Le scorciatoie dell’informazione
Non a caso anche papa Francesco, il 1o gennaio 2024, nel discorso in occasione della «Giornata della pace» dedicato proprio all'IA, ci ha ricordato «che dobbiamo impegnarci affinché l’Intelligenza Artificiale sia al servizio della pace nel mondo, non una minaccia, e riflettere sul suo impatto sul futuro della famiglia umana». E noi? Noi che facciamo informazione e comunicazione quali rischi corriamo? Cominciamo col dire che il primo nemico di chi fa il nostro lavoro non è l'IA. La crisi del settore è figlia di tante cose, a partire dal modo col quale il digitale da anni ha cambiato il nostro modo di comunicare e di informarci, ma è anche figlia di editori che pretendono di pagare sempre meno chi fa giornalismo e che spesso più che della qualità dei prodotti si preoccupano che costino poco. Anche noi giornalisti abbiamo le nostre colpe. A partire dal fatto che, ben prima dell'avvento di sistemi come ChatGPT, abbiamo imboccato la deriva del «copia e incolla». E così sempre più i comunicati stampa sono diventati articoli di giornale e i lanci delle agenzie di stampa, anche dopo brevi ritocchi, sono diventati servizi «esclusivi». Insomma, pur con mille ragioni (ci pagano poco, vogliono sempre di più in meno tempo e via di questo passo), abbiamo scelto la strada più facile, la scorciatoia.

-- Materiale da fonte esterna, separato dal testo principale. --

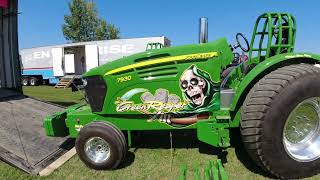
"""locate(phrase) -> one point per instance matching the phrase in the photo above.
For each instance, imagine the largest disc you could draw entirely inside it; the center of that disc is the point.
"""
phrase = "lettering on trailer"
(38, 55)
(116, 49)
(4, 3)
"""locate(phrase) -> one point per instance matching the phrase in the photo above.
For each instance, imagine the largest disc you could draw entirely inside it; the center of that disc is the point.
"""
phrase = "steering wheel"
(245, 49)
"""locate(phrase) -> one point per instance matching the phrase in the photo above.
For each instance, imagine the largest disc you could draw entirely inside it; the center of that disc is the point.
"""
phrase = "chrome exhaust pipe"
(203, 30)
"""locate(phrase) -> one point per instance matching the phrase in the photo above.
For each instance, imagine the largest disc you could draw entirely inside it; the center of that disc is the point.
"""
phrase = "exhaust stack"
(203, 30)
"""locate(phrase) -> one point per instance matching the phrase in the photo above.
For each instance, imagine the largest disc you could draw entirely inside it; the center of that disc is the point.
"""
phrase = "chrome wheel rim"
(301, 133)
(97, 149)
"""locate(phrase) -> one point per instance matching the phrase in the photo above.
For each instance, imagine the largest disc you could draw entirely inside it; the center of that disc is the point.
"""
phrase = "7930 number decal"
(124, 79)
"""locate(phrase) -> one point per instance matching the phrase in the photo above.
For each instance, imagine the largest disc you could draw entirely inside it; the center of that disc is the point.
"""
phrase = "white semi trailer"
(50, 64)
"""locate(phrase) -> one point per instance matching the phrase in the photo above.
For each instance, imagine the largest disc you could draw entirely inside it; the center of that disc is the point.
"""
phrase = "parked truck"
(49, 64)
(272, 97)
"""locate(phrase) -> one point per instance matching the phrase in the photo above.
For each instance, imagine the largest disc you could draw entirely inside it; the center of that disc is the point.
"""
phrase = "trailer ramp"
(23, 142)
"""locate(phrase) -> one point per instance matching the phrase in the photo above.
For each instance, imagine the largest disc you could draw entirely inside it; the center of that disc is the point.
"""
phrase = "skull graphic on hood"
(193, 87)
(197, 87)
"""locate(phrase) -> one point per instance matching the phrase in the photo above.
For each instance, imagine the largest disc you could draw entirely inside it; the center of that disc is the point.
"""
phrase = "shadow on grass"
(127, 161)
(188, 139)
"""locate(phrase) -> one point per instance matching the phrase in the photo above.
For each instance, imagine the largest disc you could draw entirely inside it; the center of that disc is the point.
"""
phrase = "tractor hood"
(219, 45)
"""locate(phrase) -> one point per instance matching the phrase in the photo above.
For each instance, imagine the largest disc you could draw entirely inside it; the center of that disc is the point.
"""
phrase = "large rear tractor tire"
(101, 146)
(34, 81)
(280, 122)
(25, 81)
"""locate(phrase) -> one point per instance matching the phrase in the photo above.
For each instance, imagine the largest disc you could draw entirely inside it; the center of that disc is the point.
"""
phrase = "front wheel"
(280, 122)
(101, 146)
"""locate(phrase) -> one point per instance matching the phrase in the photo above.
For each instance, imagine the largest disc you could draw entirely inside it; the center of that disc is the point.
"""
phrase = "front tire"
(280, 119)
(101, 146)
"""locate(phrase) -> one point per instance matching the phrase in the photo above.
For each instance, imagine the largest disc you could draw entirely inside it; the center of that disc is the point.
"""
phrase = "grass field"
(150, 158)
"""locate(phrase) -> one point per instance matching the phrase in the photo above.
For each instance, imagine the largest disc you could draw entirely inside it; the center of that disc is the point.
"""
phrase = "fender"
(265, 67)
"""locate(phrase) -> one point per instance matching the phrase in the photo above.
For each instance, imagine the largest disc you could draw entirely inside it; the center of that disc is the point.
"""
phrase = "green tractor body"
(201, 86)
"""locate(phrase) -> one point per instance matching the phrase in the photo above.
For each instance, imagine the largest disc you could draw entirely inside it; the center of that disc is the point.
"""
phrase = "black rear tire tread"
(257, 104)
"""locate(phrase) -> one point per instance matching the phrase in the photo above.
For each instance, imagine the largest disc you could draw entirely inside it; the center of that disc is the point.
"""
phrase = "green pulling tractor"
(272, 95)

Il rischio del «testacoda»
Oggi, con sistemi come ChatGPT ci sono testate nel mondo che producono centinaia e centinaia di articoli al giorno. Ammesso e non concesso che ai lettori continuino a interessare articoli tutti uguali, sempre meno approfonditi, siamo davanti a quello che chiamo il «rischio testacoda». E cioè all'avvento di un sistema dove l'IA sceglie le notizie, le verifica da sola, le riscrive «umanizzandole», crea le immagini a corredo (inventate) e pubblica il tutto auto-validandolo come vero. Per uscire da questa specie di incubo abbiamo davanti soltanto una strada: essere ancora più seri e rigorosi nel nostro lavoro di giornalisti e comunicatori. E per essere seri dobbiamo innanzitutto partire dai nostri errori. Della deriva del «copia e incolla» abbiamo già accennato. Ma non è la sola. Pensate, per esempio, a quanto spesso ci diciamo che uno dei problemi dell'Intelligenza Artificiale generativa è che non conosciamo l’origine dei dati usati per scrivere, per esempio, una risposta o un testo. Peccato che nessun giornale indichi mai i processi lavorativi che hanno portato alla stesura di un articolo. Per esempio, se è stato copiato (come spesso accade) da una testata estera (che non viene mai citata), oppure se è nato da un lancio di agenzia (che non viene indicato e che magari non è stato nemmeno verificato) oppure se è frutto di un comunicato stampa. Io non so quanto l'IA cambierà le nostre vite, ma so che le sta già cambiando. E che davanti a noi abbiamo una partita fondamentale per l'uomo. Che riguarda tutti. Abbiamo bisogno di regole e di imparare a usare le tecnologie al servizio dell'uomo e non in maniera passiva. Tutti. Nessuno escluso.